Tuesday, February 4, 2014

Fox 10 Producer "Thankful" for drunk driver crashing into Phoenix home

UPDATE: After media journalist Jim Romenesko picked up on the exclusive Down and Drought coverage of Fox 10 producer Juliana Vasquez's twitter meltdown, the story spread across the internet, largely being reposted by others in the news business.  The media blog TVSpy reported that Vazquez had been reprimanded by station management as a result of our story and the coverage it received from media outlets. In a statement to TVSpy regarding the Down and Drought story on Vazquez, KSAZ vice president and GM Mark Rodman stated that “This is unacceptable behavior and will not be tolerated.” TVSpy also reported that other sources had said that Vasquez was reprimanded by the station for her twitter posts.



Juliana Vasquez, a morning news producer at KSAZ Fox 10 Phoenix, may have been venting about the difficulty of finding content for the morning program when she tweeted that she was "thankful" that an alleged drunk driver crashed into a Phoenix home last night, but her logic in posting such a statement is questionable.  The Fox 10 producer tweeted: "Sometimes you just gotta be thankful that some drunk dude drivers [sic] into a house..no one was hurt, but I needed news #producerproblems".

The tweet was removed from Vasquez's twitter profile this afternoon after Down and Drought posted responses challenging the ethics of a news professional publicly posting such sentiment, and callously treating the real life problems of people impacted by an event as a "#producerproblem".  Fox 10's morning news coverage of the accident featured reporter Anita Roman boasting of the "first look" inside the home, describing how the van crashed mere feet away from where a resident had been sleeping.

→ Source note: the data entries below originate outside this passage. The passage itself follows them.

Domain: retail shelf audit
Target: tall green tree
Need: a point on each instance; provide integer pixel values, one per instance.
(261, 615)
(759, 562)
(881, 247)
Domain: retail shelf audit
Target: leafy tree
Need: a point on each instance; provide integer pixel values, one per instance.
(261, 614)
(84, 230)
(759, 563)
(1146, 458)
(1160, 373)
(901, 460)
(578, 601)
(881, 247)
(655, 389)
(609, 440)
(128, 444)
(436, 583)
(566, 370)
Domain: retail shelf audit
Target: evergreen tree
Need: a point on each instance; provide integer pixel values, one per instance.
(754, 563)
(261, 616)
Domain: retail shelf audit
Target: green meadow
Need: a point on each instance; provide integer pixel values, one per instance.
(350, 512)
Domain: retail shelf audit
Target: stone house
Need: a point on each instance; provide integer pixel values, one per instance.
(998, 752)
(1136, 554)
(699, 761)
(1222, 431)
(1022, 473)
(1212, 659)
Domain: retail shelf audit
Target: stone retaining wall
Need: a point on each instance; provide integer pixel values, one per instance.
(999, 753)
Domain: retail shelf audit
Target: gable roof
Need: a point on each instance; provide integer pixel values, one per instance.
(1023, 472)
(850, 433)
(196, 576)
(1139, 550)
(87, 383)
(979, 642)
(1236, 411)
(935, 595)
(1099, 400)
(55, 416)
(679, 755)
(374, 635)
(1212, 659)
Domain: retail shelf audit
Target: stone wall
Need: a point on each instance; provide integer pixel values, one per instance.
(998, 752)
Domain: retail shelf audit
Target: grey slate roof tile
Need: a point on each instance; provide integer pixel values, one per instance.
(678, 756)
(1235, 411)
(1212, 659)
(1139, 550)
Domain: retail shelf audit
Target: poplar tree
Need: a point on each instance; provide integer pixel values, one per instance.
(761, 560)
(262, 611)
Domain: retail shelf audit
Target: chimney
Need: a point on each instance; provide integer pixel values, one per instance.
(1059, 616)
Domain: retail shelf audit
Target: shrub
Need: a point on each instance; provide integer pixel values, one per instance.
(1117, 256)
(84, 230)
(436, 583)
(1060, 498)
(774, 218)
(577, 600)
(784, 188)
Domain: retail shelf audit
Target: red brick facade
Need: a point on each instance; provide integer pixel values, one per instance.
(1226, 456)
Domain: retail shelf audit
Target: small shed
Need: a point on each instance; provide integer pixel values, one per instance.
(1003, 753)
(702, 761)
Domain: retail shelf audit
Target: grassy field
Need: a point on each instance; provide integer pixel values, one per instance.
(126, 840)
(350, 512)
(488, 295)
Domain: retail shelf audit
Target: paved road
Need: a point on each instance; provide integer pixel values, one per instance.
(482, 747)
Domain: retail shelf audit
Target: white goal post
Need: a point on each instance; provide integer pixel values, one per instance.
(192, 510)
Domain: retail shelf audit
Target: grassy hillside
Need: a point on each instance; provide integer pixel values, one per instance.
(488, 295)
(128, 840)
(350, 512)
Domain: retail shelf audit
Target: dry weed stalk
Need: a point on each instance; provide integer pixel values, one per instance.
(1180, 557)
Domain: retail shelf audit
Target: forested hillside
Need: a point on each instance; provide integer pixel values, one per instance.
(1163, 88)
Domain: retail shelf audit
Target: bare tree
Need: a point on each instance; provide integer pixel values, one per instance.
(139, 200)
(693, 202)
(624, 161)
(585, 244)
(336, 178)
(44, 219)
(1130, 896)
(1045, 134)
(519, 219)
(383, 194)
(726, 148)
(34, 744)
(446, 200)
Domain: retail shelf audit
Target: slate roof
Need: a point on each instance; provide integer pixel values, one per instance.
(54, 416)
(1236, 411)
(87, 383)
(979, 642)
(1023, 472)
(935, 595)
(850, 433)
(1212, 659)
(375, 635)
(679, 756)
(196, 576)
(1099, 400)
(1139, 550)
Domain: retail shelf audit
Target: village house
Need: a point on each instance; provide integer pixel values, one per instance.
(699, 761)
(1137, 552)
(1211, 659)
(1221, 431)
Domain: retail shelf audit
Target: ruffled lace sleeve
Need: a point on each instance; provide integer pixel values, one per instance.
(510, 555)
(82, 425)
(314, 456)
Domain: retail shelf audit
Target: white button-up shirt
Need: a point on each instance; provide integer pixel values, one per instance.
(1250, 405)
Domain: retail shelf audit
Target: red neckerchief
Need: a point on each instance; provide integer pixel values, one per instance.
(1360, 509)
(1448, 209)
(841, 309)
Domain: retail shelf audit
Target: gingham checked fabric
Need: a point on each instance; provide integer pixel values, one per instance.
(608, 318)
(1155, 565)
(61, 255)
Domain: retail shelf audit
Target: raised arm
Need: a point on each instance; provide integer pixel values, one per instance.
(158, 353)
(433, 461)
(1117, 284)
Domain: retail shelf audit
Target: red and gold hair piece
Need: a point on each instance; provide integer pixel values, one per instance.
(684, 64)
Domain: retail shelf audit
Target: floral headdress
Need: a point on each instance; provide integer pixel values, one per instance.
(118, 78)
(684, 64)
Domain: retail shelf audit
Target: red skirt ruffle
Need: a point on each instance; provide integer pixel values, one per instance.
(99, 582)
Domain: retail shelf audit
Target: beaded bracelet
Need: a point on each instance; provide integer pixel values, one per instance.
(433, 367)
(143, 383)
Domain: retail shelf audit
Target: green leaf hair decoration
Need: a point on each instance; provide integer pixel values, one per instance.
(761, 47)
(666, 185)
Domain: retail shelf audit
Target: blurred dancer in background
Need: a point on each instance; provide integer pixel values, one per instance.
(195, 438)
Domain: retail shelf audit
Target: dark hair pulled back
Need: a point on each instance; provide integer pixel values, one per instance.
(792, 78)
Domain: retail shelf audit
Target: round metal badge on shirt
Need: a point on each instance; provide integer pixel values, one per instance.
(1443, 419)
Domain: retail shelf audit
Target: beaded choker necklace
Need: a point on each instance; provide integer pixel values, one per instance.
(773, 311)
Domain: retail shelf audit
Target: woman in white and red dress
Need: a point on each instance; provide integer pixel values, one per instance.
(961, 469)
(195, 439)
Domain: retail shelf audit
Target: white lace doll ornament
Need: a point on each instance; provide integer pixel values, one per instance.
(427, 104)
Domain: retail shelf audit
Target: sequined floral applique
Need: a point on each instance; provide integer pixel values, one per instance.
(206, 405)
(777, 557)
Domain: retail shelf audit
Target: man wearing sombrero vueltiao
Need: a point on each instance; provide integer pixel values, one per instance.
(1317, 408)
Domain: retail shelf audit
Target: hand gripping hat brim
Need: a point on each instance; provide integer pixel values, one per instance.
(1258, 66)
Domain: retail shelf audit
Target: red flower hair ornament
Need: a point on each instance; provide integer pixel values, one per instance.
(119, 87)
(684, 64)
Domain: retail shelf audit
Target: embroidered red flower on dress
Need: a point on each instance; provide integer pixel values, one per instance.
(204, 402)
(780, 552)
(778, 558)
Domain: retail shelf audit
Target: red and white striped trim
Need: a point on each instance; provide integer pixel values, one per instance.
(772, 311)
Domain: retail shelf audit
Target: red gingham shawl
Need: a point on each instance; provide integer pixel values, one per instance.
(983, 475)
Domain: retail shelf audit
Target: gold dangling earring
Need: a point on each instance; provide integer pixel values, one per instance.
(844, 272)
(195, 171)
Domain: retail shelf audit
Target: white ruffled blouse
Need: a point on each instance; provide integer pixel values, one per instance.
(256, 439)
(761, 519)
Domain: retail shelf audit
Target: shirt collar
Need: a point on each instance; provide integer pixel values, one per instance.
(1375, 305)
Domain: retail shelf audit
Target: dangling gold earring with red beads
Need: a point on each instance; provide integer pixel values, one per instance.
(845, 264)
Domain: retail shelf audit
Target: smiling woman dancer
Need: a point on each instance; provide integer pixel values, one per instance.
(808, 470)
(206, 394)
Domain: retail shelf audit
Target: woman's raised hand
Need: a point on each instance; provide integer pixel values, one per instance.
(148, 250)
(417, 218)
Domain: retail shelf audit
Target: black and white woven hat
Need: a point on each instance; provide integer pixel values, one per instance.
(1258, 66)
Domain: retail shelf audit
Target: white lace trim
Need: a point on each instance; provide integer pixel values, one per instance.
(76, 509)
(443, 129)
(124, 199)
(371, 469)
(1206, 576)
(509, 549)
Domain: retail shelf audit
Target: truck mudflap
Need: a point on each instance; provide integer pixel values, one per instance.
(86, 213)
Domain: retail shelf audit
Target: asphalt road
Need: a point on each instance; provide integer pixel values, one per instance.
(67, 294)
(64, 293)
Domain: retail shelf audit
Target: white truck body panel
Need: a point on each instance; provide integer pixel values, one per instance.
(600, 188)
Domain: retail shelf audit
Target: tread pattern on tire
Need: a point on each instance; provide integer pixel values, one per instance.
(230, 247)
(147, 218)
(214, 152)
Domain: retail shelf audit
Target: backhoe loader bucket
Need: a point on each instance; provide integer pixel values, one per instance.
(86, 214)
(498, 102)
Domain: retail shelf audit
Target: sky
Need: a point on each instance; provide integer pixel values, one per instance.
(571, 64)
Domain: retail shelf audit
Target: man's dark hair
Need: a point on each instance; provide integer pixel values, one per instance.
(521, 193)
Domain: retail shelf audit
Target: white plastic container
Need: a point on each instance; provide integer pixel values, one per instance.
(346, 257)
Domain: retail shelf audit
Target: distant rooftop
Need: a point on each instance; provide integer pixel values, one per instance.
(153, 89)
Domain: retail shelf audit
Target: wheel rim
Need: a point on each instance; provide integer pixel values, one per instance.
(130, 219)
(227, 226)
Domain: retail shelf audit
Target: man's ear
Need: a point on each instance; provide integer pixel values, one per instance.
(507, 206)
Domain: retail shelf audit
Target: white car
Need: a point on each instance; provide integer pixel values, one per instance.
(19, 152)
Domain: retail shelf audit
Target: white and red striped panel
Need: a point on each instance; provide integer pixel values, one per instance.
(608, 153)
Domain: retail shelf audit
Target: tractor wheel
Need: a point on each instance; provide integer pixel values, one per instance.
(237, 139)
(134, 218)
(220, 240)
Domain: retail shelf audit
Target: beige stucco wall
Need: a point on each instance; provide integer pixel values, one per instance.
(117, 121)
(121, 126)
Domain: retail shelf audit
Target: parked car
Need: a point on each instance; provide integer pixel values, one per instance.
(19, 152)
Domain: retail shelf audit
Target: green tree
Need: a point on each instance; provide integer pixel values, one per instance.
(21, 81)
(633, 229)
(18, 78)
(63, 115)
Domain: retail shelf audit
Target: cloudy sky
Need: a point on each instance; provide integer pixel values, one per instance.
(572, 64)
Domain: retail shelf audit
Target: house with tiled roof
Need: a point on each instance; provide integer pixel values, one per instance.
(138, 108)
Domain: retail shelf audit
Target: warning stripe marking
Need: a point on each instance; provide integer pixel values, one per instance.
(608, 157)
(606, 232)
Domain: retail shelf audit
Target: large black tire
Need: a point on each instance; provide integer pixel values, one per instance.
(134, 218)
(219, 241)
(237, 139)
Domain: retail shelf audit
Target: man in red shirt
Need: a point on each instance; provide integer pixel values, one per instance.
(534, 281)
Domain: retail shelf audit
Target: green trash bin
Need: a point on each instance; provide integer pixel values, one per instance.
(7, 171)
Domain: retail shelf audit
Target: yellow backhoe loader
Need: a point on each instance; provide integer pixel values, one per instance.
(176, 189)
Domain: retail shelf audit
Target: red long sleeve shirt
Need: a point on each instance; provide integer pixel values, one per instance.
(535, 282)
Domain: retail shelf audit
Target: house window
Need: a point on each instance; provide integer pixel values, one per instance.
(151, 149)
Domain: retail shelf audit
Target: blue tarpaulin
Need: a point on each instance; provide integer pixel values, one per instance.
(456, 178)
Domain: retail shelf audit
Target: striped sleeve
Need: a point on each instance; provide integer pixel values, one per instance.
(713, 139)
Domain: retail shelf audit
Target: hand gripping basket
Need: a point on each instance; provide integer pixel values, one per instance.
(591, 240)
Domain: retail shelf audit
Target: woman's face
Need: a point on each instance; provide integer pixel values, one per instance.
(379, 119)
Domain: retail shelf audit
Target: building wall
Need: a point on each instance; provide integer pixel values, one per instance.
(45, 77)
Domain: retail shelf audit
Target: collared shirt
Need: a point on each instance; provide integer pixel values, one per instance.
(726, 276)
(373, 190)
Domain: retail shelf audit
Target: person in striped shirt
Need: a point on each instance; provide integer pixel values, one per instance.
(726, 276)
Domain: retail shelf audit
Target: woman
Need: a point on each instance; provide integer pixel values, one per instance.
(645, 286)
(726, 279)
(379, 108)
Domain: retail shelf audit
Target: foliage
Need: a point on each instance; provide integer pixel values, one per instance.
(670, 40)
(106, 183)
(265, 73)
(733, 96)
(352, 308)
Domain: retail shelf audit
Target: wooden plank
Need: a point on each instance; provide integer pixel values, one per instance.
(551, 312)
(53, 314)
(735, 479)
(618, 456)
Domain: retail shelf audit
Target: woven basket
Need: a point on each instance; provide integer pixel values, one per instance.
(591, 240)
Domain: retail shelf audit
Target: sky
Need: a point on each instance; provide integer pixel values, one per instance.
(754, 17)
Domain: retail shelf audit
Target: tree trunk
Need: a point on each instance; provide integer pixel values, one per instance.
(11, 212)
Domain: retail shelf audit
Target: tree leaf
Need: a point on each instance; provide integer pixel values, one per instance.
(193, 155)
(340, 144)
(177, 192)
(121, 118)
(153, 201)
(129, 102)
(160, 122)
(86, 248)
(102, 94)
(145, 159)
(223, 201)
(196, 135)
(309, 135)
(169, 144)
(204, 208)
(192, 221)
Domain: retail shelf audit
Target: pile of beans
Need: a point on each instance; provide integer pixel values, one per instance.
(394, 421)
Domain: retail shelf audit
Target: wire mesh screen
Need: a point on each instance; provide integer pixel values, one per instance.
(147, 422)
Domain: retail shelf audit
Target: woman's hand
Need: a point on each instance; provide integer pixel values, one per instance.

FOX 10 News | myfoxphoenix.com
 
Had the residents of the home been aware of Vasquez's excitement over the crash, would they have granted the station "first look" access into their home to video tape the destruction?  Would the 17 year old family member who told reporters that he and his family were "lucky to be alive" be "thankful" that he was able to help a news station fill two minutes of air time?  Vasquez's tweet that she "needed news" is emblematic of the troublesome "what bleeds leads" mentality of local news, and a reminder that, despite the sympathy in the voice of the reporter, it's these stories which drive the advertising revenue and keep producers needing the next big tragedy.